I went on a quick trip to Liverpool today for an optician's appointment and, as I was driving, I decided against any pub visits.  What struck me as I strolled around, as opposed to scurrying to from one ale house to the next, was the fact that so many pubs in Liverpool still show the old Walkers livery, often still displaying the full legend, Walkers Warrington Ales.  Peter Walker merged with the original Cains in 1921 and I can recall my grandmother and uncle, who both had worked for the company, still referring to it as "Walker Cain's" into the 60s and 70s, even though it had become Tetley Walker in 1960.  The Walker brand was revived for a few years in the early 1980s and produced some good beers, most notably Warrington Ale and Winter Warmer, but was kicked into touch again when the company lost interest.  I've written in more detail about the Walker brand here.
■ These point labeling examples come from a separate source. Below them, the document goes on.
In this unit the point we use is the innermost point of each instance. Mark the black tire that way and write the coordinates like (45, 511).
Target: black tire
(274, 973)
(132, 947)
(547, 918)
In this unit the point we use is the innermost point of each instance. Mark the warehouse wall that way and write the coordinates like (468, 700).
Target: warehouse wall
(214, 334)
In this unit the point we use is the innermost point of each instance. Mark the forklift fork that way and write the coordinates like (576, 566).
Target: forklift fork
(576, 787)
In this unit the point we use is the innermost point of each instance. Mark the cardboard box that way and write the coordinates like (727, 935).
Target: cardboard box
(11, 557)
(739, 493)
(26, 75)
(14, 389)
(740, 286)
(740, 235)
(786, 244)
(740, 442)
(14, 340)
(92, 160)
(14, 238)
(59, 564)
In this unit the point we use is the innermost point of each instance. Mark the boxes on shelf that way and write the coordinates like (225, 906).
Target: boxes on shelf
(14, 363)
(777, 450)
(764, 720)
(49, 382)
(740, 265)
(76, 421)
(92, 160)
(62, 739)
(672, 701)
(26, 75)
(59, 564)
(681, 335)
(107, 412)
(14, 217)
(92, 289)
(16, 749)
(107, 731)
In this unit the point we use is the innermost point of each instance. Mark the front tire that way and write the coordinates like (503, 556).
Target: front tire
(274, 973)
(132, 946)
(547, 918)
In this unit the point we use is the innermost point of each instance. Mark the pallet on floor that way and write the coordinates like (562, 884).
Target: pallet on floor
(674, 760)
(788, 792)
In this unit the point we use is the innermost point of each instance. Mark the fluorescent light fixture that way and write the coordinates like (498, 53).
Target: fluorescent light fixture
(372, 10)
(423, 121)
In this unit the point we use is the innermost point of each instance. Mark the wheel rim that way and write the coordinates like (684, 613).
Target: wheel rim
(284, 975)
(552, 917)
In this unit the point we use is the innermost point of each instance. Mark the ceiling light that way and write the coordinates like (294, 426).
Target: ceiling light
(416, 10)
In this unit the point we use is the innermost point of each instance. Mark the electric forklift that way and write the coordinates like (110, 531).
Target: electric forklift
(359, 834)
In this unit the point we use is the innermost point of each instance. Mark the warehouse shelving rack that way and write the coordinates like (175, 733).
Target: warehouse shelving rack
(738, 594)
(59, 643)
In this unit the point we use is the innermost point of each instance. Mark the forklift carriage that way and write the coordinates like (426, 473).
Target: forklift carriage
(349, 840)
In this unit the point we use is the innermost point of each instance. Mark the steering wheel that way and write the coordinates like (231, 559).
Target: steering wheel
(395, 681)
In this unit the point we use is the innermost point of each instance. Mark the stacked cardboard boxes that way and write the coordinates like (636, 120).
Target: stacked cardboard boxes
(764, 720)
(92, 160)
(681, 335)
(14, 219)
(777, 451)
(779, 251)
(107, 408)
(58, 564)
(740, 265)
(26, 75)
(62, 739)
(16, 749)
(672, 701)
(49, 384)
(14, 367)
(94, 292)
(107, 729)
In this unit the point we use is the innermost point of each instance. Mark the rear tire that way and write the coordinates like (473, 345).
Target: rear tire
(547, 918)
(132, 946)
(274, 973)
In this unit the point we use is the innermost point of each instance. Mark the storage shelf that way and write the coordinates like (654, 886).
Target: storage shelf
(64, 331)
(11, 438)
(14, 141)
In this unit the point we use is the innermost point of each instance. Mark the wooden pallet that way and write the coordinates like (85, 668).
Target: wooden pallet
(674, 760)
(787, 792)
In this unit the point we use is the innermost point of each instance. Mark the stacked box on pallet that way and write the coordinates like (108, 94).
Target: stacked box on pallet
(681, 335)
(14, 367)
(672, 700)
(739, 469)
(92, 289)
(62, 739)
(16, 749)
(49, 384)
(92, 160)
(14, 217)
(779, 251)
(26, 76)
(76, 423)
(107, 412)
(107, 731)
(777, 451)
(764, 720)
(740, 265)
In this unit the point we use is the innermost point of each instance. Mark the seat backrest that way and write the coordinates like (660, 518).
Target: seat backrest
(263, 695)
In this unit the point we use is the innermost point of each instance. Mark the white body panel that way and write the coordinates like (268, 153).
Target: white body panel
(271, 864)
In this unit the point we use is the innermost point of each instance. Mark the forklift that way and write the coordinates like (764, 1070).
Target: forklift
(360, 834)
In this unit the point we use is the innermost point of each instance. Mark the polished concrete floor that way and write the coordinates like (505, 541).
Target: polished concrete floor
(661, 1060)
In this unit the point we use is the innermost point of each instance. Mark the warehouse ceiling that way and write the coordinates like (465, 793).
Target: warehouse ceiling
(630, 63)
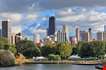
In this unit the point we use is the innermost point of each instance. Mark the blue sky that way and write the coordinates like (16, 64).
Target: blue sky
(31, 16)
The pubs I particularly noticed on my flying visit were The Crown and The Vines on Lime Street, The Central and The Midland on Ranelagh Street and The Beehive on Mount Pleasant.  There are others, but these were the ones that prompted this train of thought.  I'm rather glad that they managed to avoid being corporately standardised both by Allied Breweries (who'd have made them into Tetley houses) and by the pub companies that now own them.

Fag Ash Lil gigs

Local classic rock band, Fag Ash Lil, have two gigs in Southport before Christmas.  I've written about them a couple of times before, so it's no secret I like this band. 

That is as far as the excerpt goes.